La Fondazione Regina Pacis aderisce al

Manifesto del Comitato Nazionale per la Legge 40

 

SCIENZA & VITA

ALLEATI PER IL FUTURO DELL’UOMO

 

L’alleanza tra scienza e vita è molto forte nella coscienza di ogni persona. Da una parte, infatti, la scienza è avvertita come valore decisivo per migliorare la vita e rafforzarne la qualità, dall’altra la vita delle persone e della comunità spinge la scienza a non arrendersi, fino a produrre benefici concreti a vantaggio non solo di pochi privilegiati ma di tutti.

Tuttavia è essenziale riconoscere la scala della priorità. Solo il primato della vita garantisce il perseguimento dei diritti dell’uomo e lo sviluppo scientifico ardimentoso e controllato. La tecnica è divenuta troppo potente per poter essere lasciata in balia di se stessa, o per essere affidata esclusivamente agli addetti ai lavori.

Trasparenza e giustizia, uguaglianza e corresponsabilità, valori certamente condivisi dalla maggior parte delle persone, hanno un senso solo se incominciamo a metterli a servizio dei più deboli e dei meno garantiti: in primo luogo il concepito che, non avendo voce propria, ha bisogno della solidarietà sociale. Questo è il primo passo per la difesa in concreto della vita, da sviluppare in tutti i suoi aspetti e in tutti i soggetti.
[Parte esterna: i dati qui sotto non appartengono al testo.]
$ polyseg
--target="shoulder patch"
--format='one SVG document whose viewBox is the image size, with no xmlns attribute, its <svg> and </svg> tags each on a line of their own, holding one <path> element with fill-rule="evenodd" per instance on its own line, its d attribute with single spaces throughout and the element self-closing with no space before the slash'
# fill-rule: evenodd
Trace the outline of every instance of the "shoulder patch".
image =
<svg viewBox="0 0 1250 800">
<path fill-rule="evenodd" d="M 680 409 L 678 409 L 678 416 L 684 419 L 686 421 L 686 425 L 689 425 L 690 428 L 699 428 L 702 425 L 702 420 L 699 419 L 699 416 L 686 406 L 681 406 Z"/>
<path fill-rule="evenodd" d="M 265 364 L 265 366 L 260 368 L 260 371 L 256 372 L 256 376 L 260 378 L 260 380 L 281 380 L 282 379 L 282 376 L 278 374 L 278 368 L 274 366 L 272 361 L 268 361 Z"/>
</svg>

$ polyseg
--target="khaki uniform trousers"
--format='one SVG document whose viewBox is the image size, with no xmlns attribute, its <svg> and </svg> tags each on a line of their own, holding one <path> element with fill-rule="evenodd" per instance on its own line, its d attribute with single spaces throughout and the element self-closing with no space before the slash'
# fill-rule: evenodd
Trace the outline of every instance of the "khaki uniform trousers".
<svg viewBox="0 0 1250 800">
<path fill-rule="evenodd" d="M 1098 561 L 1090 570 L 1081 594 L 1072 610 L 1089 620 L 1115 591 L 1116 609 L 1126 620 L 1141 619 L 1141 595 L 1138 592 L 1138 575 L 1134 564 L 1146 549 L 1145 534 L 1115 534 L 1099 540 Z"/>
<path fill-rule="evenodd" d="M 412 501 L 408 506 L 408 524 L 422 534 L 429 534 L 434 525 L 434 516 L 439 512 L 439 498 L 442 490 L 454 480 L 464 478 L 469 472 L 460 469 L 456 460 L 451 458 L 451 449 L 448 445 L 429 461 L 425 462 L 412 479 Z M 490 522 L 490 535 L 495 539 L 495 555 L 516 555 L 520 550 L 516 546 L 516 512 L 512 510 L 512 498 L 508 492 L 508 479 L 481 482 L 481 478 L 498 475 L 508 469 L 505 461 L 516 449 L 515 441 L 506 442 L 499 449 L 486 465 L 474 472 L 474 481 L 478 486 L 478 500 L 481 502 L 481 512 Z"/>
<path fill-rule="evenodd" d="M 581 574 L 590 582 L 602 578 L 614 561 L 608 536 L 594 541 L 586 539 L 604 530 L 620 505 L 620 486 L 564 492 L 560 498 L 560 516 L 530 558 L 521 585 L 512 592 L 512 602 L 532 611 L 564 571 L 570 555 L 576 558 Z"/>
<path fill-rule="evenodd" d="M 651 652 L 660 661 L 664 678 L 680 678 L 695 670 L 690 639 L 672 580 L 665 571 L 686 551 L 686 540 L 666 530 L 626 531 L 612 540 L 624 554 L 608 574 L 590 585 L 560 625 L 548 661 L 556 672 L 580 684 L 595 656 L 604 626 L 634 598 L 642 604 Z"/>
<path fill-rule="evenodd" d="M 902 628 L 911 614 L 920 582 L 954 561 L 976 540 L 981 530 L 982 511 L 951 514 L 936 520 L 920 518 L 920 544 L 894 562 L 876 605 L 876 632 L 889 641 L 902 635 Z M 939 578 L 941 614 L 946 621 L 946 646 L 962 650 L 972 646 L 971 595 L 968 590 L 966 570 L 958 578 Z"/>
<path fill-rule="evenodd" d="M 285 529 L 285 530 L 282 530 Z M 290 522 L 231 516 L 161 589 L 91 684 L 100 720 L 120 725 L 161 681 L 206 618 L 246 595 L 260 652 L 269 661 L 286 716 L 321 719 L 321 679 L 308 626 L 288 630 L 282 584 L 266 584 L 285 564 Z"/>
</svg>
Con questo spirito nasce  il Comitato per impedire il peggioramento della Legge 40 sulla fecondazione assistita, di cui fanno parte personalità del mondo scientifico, culturale, professionale, politico e associativo. Il Comitato si propone di promuovere una campagna capillare di sensibilizzazione sui valori in gioco, per l’adozione del comportamento  più efficace  nella prossima convocazione referendaria.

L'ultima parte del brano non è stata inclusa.